The strategy has worked well so far. The pair has been married for nearly 24 years and live together with their dog, Lily, at the Oaks at Daniel Island.
“We try to stay away from anger,” Lloyd noted.
“We don’t really have any of that,” Susie said.
Their love story began during childhood, where they grew up around each other. Susie, 82, reminisced, “We’ve known each other since we were kids. Lloyd’s youngest sister was one of my best friends.” Lloyd, 85, shared how the connection grew over time, saying, “Susie was beautiful, fun, and hard to catch.”
Their courtship, rooted in familiarity and laughter, laid the foundation for a union built on communication, trust, and honesty. The Lawrences credit these pillars to their happy marriage. “Being able to laugh is a big one,” Susie said, echoing Lloyd’s sentiments of approval, acceptance, and respect.
The duo pointed out that relationships should be a dance of understanding and synchrony. “Susie can often answer for me because she knows where I am and what I’m going to say, and vice versa,” Lloyd laughed.
Navigating through life’s ebbs and flows, they keep the romance alive through surprises and shared experiences, like sailing, eating dinner outside, and driving down to the beach. Susie said it’s the little things that count the most.
Their best advice to couples just starting out is to keep open discussions during times of conflict. “You can’t overtalk. You need to be able to say your whole thought and get it out there and exchange it.” Susie nodded in agreement, saying, “You always have to feel safe around your partner and feel free to say things.”
The couple shares many grandchildren between Susie’s two kids and Lloyd’s four kids. They share their advice in hopes it will resonate with newlyweds or couples beginning their journey together.
Barbara Martin, a fellow resident of the Oaks at Daniel Island, unfolded the love story between her and her late husband. Meeting at a Christmas party, their encounter sparked a span of phone calls, dates, and good conversation. Despite his studying overseas, their relationship continued over a series of love letters.
Martin, 86, married her husband in 1964. As she recounted the tale of their lifelong romance, she reflected on the importance of honesty. “We both always said what was on our mind and tried to be honest with each other.”
Pointing to what made their marriage work, Martin noted their shared values and religion. She emphasized the significance of open communication about important matters, including finances, as a key to a successful marriage.

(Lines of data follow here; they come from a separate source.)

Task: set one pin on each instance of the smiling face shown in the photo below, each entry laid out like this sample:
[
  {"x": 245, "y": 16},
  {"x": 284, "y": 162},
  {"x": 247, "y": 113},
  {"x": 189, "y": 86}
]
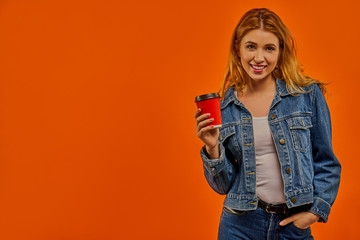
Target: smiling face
[{"x": 259, "y": 54}]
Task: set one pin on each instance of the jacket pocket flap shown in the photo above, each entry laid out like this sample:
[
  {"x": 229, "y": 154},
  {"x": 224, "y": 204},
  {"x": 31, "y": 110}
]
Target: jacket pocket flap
[{"x": 299, "y": 122}]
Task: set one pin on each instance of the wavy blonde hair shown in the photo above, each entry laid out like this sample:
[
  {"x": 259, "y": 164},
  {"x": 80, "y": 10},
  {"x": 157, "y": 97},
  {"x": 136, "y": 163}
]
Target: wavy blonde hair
[{"x": 287, "y": 68}]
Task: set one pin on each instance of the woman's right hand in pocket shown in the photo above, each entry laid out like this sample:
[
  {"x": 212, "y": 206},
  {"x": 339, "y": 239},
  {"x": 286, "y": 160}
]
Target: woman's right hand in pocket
[{"x": 208, "y": 134}]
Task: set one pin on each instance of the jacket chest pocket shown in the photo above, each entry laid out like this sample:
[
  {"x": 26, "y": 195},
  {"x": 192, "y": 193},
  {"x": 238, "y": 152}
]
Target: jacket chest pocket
[
  {"x": 227, "y": 138},
  {"x": 300, "y": 132}
]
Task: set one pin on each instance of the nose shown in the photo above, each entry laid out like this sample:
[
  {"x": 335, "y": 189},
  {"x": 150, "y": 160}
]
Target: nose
[{"x": 259, "y": 56}]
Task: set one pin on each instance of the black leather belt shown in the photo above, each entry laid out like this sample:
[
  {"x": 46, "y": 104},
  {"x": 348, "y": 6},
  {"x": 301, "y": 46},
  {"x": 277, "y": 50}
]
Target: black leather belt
[{"x": 273, "y": 208}]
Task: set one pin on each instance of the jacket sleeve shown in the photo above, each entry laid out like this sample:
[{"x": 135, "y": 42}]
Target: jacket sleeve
[
  {"x": 327, "y": 168},
  {"x": 220, "y": 172}
]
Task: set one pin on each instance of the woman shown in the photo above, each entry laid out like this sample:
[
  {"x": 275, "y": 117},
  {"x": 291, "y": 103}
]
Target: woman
[{"x": 273, "y": 155}]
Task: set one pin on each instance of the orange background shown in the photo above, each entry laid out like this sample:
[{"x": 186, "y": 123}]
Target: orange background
[{"x": 97, "y": 128}]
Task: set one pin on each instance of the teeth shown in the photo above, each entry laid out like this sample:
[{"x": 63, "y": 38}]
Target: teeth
[{"x": 258, "y": 67}]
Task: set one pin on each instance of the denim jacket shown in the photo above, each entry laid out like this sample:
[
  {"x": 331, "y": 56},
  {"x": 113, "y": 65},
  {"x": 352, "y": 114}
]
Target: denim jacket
[{"x": 301, "y": 129}]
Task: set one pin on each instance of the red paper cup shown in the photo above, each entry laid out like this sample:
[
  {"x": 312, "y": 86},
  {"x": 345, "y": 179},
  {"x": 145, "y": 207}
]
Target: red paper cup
[{"x": 210, "y": 103}]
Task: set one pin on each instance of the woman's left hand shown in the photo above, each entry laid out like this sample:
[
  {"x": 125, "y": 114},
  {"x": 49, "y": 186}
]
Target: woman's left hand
[{"x": 301, "y": 220}]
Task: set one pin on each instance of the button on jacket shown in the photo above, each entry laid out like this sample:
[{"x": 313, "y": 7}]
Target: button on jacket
[{"x": 301, "y": 129}]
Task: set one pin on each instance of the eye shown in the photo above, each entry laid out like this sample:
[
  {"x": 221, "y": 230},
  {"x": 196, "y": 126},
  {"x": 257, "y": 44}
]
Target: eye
[{"x": 270, "y": 49}]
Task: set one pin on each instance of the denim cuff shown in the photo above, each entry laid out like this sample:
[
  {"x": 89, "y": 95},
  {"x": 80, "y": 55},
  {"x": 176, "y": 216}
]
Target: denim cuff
[
  {"x": 320, "y": 208},
  {"x": 213, "y": 166}
]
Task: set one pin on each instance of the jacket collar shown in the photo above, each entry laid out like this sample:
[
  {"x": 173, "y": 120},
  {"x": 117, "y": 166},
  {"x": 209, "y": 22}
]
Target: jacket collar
[{"x": 281, "y": 91}]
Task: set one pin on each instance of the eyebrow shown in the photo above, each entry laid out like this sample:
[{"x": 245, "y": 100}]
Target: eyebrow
[{"x": 268, "y": 44}]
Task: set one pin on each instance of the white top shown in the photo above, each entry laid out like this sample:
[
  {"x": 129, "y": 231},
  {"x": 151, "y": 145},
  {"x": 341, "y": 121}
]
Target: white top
[{"x": 269, "y": 183}]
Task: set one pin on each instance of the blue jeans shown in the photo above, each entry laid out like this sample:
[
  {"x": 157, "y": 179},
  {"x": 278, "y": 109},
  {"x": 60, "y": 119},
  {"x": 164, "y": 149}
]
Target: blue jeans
[{"x": 258, "y": 225}]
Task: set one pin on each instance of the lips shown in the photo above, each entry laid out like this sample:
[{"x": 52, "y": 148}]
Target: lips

Navigating life’s conflicts, Martin advised, “Try not to go to bed angry. Try to resolve it before saying goodnight. It’s not a good idea to let things linger around.”
Martin and her late husband raised four children together, and their unity in approaching parenting is what she said strengthened their connection. “Being able to approach different things with [the children] on the same level was important so that we weren’t contradicting each other.”
As Valentine’s Day approaches, perhaps we can all learn something from these longtime valentines: Be honest, find humor, address anger, share values, and raise children consistently.